There's no denying it. In any household with more than one child, kids seem to naturally compete for their mother's love and attention. And mothers swear they love every child equally.
But just maybe Mom does really love you best. Or is it just wishful thinking that you're her favorite?
"Mothers worry about that issue of 'Am I closer to one than I am to the other?' " says Cate Dooley, a psychologist with the Wellesley Centers for Women in Wellesley, Mass. "Mothers really need to let themselves off the hook. You're going to have different relationships with each child. It's OK."
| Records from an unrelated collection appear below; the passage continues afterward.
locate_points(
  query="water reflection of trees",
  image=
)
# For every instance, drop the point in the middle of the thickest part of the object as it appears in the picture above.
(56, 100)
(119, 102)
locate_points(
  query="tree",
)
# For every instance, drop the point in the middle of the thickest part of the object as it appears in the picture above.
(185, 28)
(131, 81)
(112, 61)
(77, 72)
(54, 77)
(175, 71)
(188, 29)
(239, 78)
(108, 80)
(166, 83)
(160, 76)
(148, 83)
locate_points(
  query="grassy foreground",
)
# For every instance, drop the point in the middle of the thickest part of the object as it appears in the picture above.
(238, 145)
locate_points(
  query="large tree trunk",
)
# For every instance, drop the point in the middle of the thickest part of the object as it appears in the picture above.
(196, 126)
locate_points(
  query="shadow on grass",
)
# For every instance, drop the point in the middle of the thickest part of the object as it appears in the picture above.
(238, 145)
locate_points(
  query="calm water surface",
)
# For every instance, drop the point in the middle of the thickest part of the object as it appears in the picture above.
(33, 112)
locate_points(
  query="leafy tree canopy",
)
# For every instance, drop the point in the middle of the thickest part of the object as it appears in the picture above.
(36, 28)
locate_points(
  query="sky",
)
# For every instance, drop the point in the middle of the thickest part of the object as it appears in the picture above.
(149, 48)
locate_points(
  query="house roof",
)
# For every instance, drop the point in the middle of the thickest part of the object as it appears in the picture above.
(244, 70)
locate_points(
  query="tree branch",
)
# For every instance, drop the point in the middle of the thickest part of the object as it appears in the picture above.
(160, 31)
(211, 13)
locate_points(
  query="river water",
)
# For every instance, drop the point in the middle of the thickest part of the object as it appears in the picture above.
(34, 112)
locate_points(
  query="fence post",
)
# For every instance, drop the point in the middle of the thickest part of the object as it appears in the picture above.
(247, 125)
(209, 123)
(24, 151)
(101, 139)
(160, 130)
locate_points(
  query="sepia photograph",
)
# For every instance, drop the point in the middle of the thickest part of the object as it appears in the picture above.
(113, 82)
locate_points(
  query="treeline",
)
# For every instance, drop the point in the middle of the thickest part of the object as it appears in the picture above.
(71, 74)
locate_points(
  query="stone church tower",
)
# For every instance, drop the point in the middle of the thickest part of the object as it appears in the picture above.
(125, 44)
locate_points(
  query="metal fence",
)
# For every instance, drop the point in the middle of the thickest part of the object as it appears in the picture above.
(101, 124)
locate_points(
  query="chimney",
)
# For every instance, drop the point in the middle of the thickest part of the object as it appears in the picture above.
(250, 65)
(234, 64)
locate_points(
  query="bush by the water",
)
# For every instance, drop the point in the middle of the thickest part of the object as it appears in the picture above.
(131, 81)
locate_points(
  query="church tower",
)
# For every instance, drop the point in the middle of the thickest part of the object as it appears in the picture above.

With Mother's Day around the corner, new research is shedding some light on what happens when a parent — particularly the mother — gives more time or attention or privileges to one of the children. Past studies have found that less-favored siblings may suffer emotionally, with decreased self-esteem and behavioral problems in childhood, while adult children who were even slightly favored report higher well-being.
It could be a result of gender (favoring the same-sex or opposite-sex child), birth order (the oldest or the baby) or how easy or difficult a child's temperament may be, but a parent's differential treatment — real or perceived — has far-reaching effects, including fueling sibling rivalry, experts say. Such questions are particularly important for Baby Boomers; these unresolved feelings are playing out now in the care of aging parents. Experts agree the feeling that Mom always liked a sibling better can affect lifelong psychological well-being.
"Ask any family and they'll tell you who was the favorite one," says Jacqueline Plumez, a psychologist in Larchmont, N.Y. "People are very shaped by their family situations and how they were treated. You can be 80 years old and still hurt by it and the parent is long, long dead."
In her new book, "Mom Still Likes You Best," author Jane Isay of New York City says favoritism is a "recipe for the next generation to not like each other."
Author Laurel Kennedy's new book, "The Daughter Trap," devotes a chapter to sibling problems related to caregiving for aging parents. Kennedy, founder of a Chicago consulting firm for Baby Boomers called Age Lessons, interviewed 216 women and found that even though none of her questions asked directly about a parent favoring one child over another, about two-thirds of the women said there was a favored child, and most said it was "mother-focused."
"Out of the blue they'd say, 'She always liked my brother better, and he got to go to summer camp in 1968 and I didn't,'" Kennedy says.